Am 14. März 2012 wurde eine eidgenössische Volksinitiative Für ein bedingungsloses Grundeinkommen zur Registrierung angemeldet und nach Vorprüfung durch die Bundeskanzlei[8] und Veröffentlichung im Bundesblatt am 11. April 2012 gestartet.[9]

Die Volksinitiative hatte folgenden Text (Wortlaut):

Die Bundesverfassung wird wie folgt geändert:
Art. 110a (neu) Bedingungsloses Grundeinkommen
1 Der Bund sorgt für die Einführung eines bedingungslosen Grundeinkommens.
2 Das Grundeinkommen soll der ganzen Bevölkerung ein menschenwürdiges Dasein und die Teilnahme am öffentlichen Leben ermöglichen.
3 Das Gesetz regelt insbesondere die Finanzierung und die Höhe des Grundeinkommens.[10][11]
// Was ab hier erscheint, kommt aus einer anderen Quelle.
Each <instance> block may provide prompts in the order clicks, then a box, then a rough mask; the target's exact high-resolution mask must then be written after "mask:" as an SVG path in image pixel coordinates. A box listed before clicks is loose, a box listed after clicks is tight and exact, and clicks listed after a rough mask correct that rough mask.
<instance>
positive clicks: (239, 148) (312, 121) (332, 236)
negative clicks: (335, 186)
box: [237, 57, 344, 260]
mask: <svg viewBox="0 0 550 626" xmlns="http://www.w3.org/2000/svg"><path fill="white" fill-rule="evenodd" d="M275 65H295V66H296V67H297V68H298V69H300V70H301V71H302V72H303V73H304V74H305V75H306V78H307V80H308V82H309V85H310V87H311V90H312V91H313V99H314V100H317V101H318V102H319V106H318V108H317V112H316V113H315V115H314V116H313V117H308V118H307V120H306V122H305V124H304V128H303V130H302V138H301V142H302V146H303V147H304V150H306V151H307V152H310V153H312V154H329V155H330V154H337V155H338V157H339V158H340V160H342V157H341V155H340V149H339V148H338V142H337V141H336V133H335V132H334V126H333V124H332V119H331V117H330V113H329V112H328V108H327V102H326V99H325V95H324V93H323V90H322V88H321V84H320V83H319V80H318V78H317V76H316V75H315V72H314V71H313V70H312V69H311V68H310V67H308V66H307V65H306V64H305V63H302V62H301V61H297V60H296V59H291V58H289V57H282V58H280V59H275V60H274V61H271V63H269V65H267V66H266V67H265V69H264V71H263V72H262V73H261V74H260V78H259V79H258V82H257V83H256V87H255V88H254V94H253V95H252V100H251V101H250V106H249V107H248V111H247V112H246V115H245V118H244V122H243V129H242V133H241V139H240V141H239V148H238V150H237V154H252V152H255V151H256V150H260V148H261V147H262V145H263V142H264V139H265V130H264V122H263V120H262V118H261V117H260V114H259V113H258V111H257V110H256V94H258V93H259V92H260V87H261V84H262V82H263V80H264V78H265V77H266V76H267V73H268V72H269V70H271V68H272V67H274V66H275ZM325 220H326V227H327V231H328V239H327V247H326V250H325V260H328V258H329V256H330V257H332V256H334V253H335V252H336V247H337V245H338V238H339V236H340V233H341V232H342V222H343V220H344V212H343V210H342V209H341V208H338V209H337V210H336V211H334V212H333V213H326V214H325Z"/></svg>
An der Volksinitiative beteiligte sich unter anderem auch B.I.E.N.-Schweiz. Verantwortlich für das Initiativkomitee, die Initianten: Gabriel Barta, Daniel Häni, Christian Müller, Ursula Piffaretti, Ina Praetorius, Franziska Schläpfer, Oswald Sigg, Daniel Straub.[8][12] Die Unterschriften wurden am 4. Oktober 2013 eingereicht.[8][13]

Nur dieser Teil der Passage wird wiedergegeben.